The range of songwriting, from touching to throwaway, gives the show scope to build into a rounded shape, but the crescendo of a blistering finish never really arrives. The group remaining unmoved by requests for fan favourite Hard To Live In The City, instead opting for another new song. This is Albert's only UK date so far to promote his album and it's understandable. It also fits, not allowing for a show-stopping finale or other indulgences. With a solid collection of songs, top level musicianship and, well, a Stroke, there's no need to overplay anything. The set simply glides down before the band slips off and the crowd drifts out, thoroughly satisfied, but still in no doubt as to who Julian is.

Thursday 9 October 2008

Bloc Party - Live


Bloc Party
Kentish Town Forum
Tuesday 30th September 2008-10-03


There are few less enjoyable ways to start a gig than being told by a host to scream as loud as you can, because Keane's fans were loud the previous night and it would be very uncool to be quieter. There are also a minute number of propositions more annoying than being told by giant advertising screens to tune into a radio station to relive the show you have yet to live. Yet this is how Bloc Party enter the stage. From then on, the only infuriating thing is how fast the time passes.

Before there's really chance to settle down, it's over. Two encores, one extremely long and another tremendously memorable, sail past. It's all in the timing. The band have, unlike on their last two albums, captured the live knack of structuring a set so that it never settles on a theme or a mood other than progression. This is done through specifics, such as playing new track/old track/older track, but is more noticeable in the subtleties of numbers. Song For Clay has been twisted into a behemoth of an anthem, Kele revelling in having it's bookish intro boomed back at him, before an ear-singeing riff finds itself in unaccustomed surroundings, having been crafted with stadiums in mind. But before its resonance can settle, it revolves into Banquet, a frenzy of clashing simplicity that makes up for lack of freshness through sheer tactless immediacy.

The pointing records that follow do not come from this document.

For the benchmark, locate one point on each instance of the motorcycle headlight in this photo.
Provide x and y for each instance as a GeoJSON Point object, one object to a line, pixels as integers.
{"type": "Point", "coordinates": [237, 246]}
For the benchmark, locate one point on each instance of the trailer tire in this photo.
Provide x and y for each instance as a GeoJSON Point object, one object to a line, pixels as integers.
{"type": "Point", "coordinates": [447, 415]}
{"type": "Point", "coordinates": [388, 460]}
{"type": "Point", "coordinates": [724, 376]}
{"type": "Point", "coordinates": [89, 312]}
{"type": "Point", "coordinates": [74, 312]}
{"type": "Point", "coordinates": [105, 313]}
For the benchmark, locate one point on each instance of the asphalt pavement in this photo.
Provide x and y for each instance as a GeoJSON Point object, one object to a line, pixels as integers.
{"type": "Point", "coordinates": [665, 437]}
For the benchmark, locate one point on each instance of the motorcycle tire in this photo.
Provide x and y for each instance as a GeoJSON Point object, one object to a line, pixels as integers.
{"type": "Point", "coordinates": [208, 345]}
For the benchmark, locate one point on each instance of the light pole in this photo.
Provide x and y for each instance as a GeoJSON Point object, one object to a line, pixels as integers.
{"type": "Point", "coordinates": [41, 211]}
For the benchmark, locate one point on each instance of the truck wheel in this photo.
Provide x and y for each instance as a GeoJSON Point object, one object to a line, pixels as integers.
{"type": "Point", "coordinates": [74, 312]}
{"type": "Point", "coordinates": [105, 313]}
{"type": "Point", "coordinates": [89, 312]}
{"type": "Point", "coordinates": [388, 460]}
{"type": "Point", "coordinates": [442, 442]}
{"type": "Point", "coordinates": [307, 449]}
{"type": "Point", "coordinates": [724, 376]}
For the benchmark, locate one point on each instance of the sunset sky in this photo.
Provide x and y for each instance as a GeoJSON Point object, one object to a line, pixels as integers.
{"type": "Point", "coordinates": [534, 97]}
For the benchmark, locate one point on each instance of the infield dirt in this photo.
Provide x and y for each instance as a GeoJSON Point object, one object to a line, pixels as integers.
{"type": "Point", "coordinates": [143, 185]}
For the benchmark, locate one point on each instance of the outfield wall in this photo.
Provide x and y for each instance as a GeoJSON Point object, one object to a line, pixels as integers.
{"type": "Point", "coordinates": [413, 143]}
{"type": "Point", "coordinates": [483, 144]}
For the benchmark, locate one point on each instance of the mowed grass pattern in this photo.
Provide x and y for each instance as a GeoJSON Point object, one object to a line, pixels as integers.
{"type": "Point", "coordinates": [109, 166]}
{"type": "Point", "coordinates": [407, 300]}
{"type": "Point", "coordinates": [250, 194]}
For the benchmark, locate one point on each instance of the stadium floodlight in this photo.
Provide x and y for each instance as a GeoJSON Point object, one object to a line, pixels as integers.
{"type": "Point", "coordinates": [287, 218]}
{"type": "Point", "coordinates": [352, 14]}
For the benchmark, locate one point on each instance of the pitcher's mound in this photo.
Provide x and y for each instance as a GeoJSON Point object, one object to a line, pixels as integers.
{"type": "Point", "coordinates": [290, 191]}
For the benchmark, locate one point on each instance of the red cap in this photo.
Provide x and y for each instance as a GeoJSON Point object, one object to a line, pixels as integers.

It’s the slower songs that insist on awareness though, no longer sounding buried in between Prayers and Positive Tensions, allowed to build and roam as intended. The gig sold out in five minutes, it's full of super-fans and if the group feel like playing an extended sitar solo it would probably go down a storm. This allows bassist Gordon, back in the fold after missing the summer's festivals, to settle on a xylophone for a while and Russell to toss about with his guitar pedals like a kid in Toys R Us without removing any element of enjoyment or purpose from the set. Signs' delivery is affecting, not cringe-worthy in the flesh, and This Modern Love another strident stroll of emotive relief, setting the tone for So Here We Are. Still a breathless moment, the ode to nothing thrills and cajoles, its measured release far more exhilarating than the more direct delectation of Mercury and Hunting For Witches.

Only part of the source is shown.